Bolsonaro et Lula au coude-à-coude au premier tour de l’élection présidentielle

RIO DE JANEIRO — Un second tour sera nécessaire au Brésil alors que les deux principaux candidats à l’élection présidentielle sont au coude-à-coude à la suite du dévoilement des résultats du premier tour, dimanche soir.

Cette course oppose le président sortant Jair Bolsonaro, qui représente la droite conservatrice, à son grand rival l’ex-président de gauche Luiz Inácio Lula da Silva. Neuf autres candidats moins populaires sont aussi en lice.

Le second tour est prévu pour le 30 octobre.

Avec 99,9 % des bulletins de vote dépouillés, Lula était en avance avec 48,4 % des voix contre 43,2 % des voix pour Bolsonaro, selon les autorités électorales. Un candidat doit récolter plus de 50 % des voix pour être déclaré vainqueur.

Ces résultats se révèlent bien plus serrés que prévu. Les plus récents sondages donnaient une avance claire à l’ex-président Lula, dont celui de la firme Datafolha, publié samedi, qui donnait 50 % des voix à Lula contre 36 % à Bolsonaro. Ce coup de sonde était appuyé sur 12 800 répondants et présentait une marge d’erreur de deux points de pourcentage.

En conférence de presse après le dévoilement des résultats, Lula a comparé le second tour à une prolongation au soccer.

«Je veux gagner chaque élection au premier tour, mais ce n’est pas toujours possible», a-t-il commenté.

Dans le sud-est du pays, Bolsonaro a surpassé les attentes.
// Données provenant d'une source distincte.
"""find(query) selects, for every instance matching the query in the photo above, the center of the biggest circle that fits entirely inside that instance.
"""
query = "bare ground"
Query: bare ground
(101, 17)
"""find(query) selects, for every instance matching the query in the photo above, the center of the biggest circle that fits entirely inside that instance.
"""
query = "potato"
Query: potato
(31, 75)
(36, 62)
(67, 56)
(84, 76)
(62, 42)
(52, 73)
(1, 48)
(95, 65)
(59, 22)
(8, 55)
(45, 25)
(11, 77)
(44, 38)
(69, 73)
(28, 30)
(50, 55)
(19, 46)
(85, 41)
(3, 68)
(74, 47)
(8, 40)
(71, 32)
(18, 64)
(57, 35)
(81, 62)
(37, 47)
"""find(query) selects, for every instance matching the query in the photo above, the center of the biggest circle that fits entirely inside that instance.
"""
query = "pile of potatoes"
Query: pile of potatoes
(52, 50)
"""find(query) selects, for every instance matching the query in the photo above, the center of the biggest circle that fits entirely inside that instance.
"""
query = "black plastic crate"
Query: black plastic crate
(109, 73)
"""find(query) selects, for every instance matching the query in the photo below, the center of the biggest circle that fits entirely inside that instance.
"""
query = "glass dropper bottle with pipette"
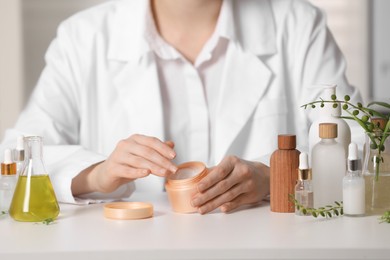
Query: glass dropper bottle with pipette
(34, 199)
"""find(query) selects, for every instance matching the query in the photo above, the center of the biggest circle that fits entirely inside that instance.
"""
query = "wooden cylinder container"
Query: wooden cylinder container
(284, 174)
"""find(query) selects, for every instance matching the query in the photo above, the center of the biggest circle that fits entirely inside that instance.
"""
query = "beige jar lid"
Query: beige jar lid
(128, 210)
Cela inclut les régions de Sao Paulo, de Rio de Janeiro et de Minas Gerais, selon Rafael Cortez de la firme Tendencias Consultoria.
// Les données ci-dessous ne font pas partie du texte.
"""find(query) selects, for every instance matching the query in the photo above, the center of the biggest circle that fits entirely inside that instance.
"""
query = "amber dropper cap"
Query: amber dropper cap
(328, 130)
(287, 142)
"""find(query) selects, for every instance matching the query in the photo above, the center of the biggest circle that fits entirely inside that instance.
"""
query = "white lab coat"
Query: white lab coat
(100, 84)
«Les sondages n’avaient pas vu cette croissance», a-t-il reconnu.

Professeur de science politique à l’Université Insper, à Sao Paulo, Carlos Melo estime qu’il est «trop tôt pour aller trop loin, mais cette élection démontre que la victoire de Bolsonaro en 2018 n’était pas un accident».

Le mandat de M. Bolsonaro a été marqué par des discours incendiaires, la mise à l’épreuve des institutions démocratiques, ses contestations des mesures sanitaires contre la COVID-19 et le pire bilan en 15 ans en matière de déforestation de l’Amazonie.

Il a toutefois su rassembler une base partisane dévouée en défendant des valeurs conservatrices, en rejetant le politiquement correct et en se présentant comme le protecteur de la nation contre les politiques de gauche qui, croit-il, empiètent sur les libertés individuelles et plombent l’économie.

La lente reprise économique n’a pas encore rejoint les classes les plus pauvres alors que 33 millions de Brésiliens souffrent de la faim malgré des versements d’aide sociale plus élevés. Comme bien des États voisins d’Amérique latine, le pays fait face à une forte inflation et une vaste partie de sa main-d’œuvre travaille en dehors du système formel.

Le Brésil semble véritablement considérer un retour à gauche du spectre politique.

Jair Bolsonaro a remis en doute à plusieurs reprises non seulement la validité des sondages, mais aussi la fiabilité des appareils de vote électronique. Des analystes craignent qu’il s’agisse d’une tentative de mettre la table en vue de ne pas reconnaître les résultats du scrutin. 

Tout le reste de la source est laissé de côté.